Aujourd’hui il faudra payer pour près de dix ans de sit in, de grèves interminables dans des secteurs vitaux, de barrages de routes, d’insécurité, de pollution des espaces publics, d’aggravation de la pauvreté, d’endettement de l’Etat, de grippage de la machine productive dans plus d’un secteur sans compter l’administration publique...

Le vote pour NK dénote à la fois le poids de la misère économique qui pèse sur une large frange croissante de notre peuple, la croyance dans un président salvateur et l’ignorance du fait que le régime n’est plus présidentiel depuis la promulgation de la nouvelle constitution. Le vote pour KS nous dit-on est nourri par la déception des jeunes, particulièrement des diplômés de l’enseignement supérieur sans emploi, oui mais pas seulement. Les conservateurs dont la référence est la religion et la langue arabe ont voté pour KS. C’est un retour des deux piliers culturels qui ont servi à mobiliser la population dans la lutte contre la colonisation française. On peut également lire dans ce vote un retour à la problématique de l’identité considérée comme usurpée par une classe politique dont beaucoup de ses représentants sont binationaux ou on fait une carrière à l’étranger.

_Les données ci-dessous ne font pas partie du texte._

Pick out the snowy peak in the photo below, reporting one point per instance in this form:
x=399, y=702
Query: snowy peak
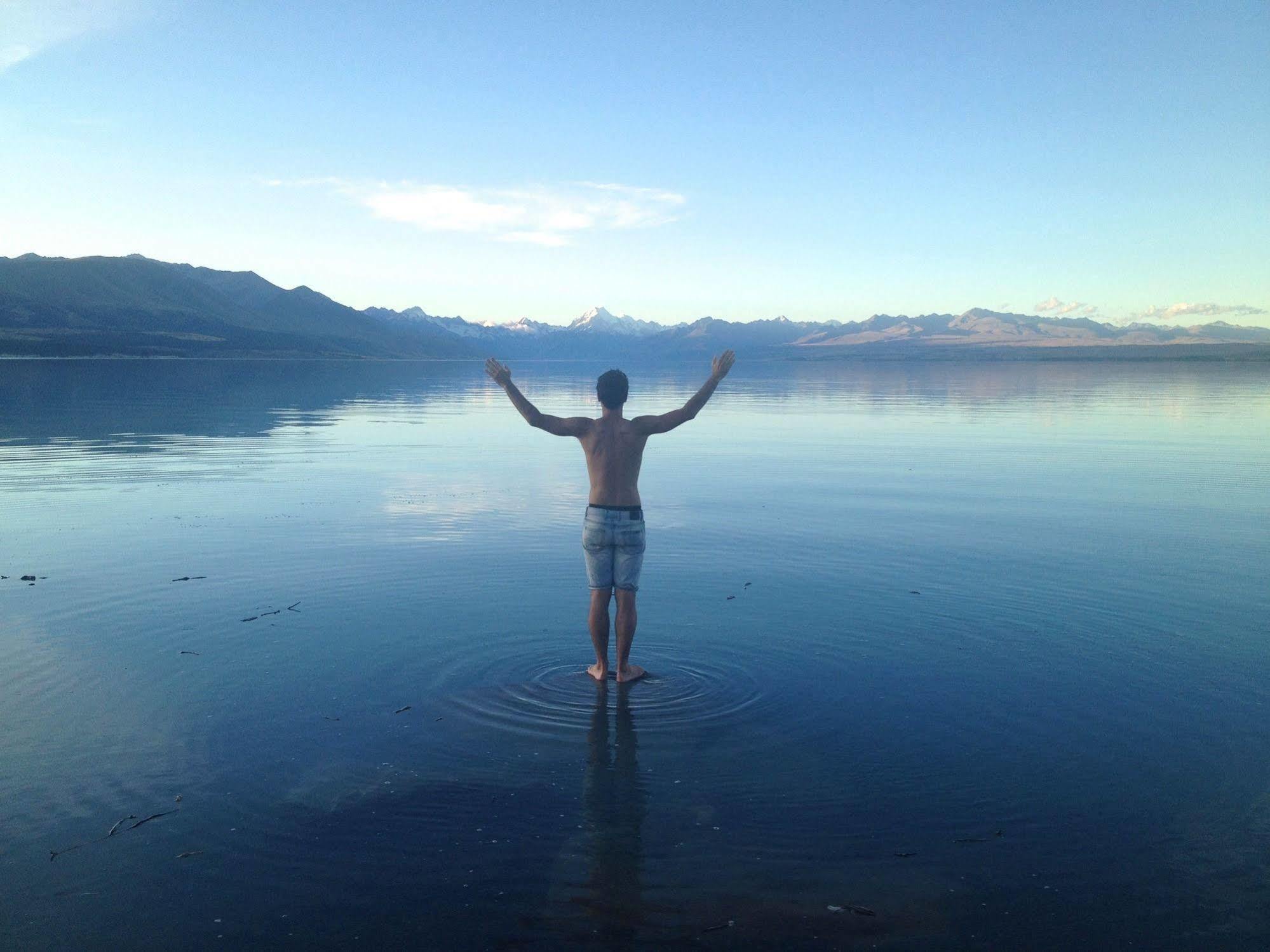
x=600, y=320
x=527, y=326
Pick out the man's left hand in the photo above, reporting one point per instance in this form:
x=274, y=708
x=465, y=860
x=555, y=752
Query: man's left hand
x=498, y=372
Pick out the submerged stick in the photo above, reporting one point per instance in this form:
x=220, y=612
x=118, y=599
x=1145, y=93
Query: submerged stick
x=152, y=817
x=130, y=817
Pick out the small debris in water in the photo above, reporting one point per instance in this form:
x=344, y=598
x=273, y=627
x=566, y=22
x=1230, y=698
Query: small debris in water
x=152, y=817
x=130, y=817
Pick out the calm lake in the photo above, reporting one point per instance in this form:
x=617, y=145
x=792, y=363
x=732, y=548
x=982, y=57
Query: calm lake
x=977, y=648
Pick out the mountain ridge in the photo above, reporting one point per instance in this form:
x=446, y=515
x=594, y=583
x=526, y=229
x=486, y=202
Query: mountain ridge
x=141, y=306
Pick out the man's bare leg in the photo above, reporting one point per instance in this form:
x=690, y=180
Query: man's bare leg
x=626, y=619
x=598, y=622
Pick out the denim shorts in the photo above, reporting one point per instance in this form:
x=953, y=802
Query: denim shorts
x=614, y=545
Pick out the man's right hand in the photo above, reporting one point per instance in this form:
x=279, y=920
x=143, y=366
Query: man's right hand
x=498, y=372
x=723, y=363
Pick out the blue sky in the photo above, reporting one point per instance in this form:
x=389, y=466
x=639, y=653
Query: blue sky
x=667, y=160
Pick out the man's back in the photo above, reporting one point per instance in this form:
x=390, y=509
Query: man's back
x=615, y=450
x=614, y=532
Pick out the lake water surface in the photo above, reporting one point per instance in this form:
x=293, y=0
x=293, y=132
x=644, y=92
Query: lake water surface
x=996, y=667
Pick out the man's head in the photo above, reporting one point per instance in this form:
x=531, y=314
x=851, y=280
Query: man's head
x=611, y=389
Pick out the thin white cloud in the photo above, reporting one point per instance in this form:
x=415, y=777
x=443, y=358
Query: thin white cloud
x=544, y=216
x=29, y=27
x=1183, y=309
x=1064, y=307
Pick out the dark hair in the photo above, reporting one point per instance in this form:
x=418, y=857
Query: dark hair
x=611, y=389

Nombreux sont ceux qui ont été choqués par les résultats du premier tour des élections présidentielles dont moi-même. C’était un peu parce qu’on a oublié que l’on est dans un processus démocratique qui est loin d’être un long fleuve tranquille. Cela d’autant plus que la situation d’après janvier 2011 s’est détérioré sur plus d’un plan. Au moment où il fallait mettre en avant les questions qui répondent à l’appel scandé en décembre-janvier 2011 « Emploi, liberté, dignité » on a occupé l’espace médiatique et politique par un juridisme assourdissant et un débat stérile sur l’identité d’une société plutôt homogène. L’économie, l’emploi, la gouvernance ont été oubliés au profit d’un conseil constitutionnel dont on peut aujourd’hui apprécier les «performances». L’argent qui devait aller à la création de l’emploi productif a été utilisé dans une approche revancharde de «dédommagement» et de financement de nombreuses instances dites indépendantes. Cependant l’application juste des lois laisse encore à désirer, la corruption fait tache d’huile, les réformes salvatrices de l’économie tardent à venir, les responsables des assassinats politiques ne sont pas encore élucidés…

Aujourd’hui, il faut le reconnaître, on est face à l’expression pacifique d’une nouvelle révolution avec les instruments de la démocratie et fort heureusement non pas dans le sang, ce qui dénote de la sagesse de notre peuple et son attachement à la démocratie. On est dans un processus démocratique qu’il faut réinventer car le modèle que l’on a adopté bat de l’aile dans plus d’une vieille démocratie. A cet égard et au jour d’aujourd’hui, il n’est plus possible de faire du business politique «as usual» à moins de courir plus d’un risque : le risque de l’anarchie et de l’intégrisme qui se cachent dans les replis du populisme, le risque d’un retour à la dictature qui peut aussi prendre la forme d’une «démocrature», celui du renforcement de la corruption au point d’en faire un système de gouvernement «normal» et dominant, celui des conflits sanglants. Tout cela est possible si l’on reste sourd à la colère qui vient de s’exprimer à travers le scrutin. On devrait se rappeler que tout va se jouer à travers les élections législatives. On risque de se trouver face à l’un de ces scenarii catastrophe si le scrutin ne permet pas de dégager une majorité parlementaire capable de satisfaire  à l’appel lancé en janvier 2014 «le peuple veut Emploi, Liberté, Dignité Nationale».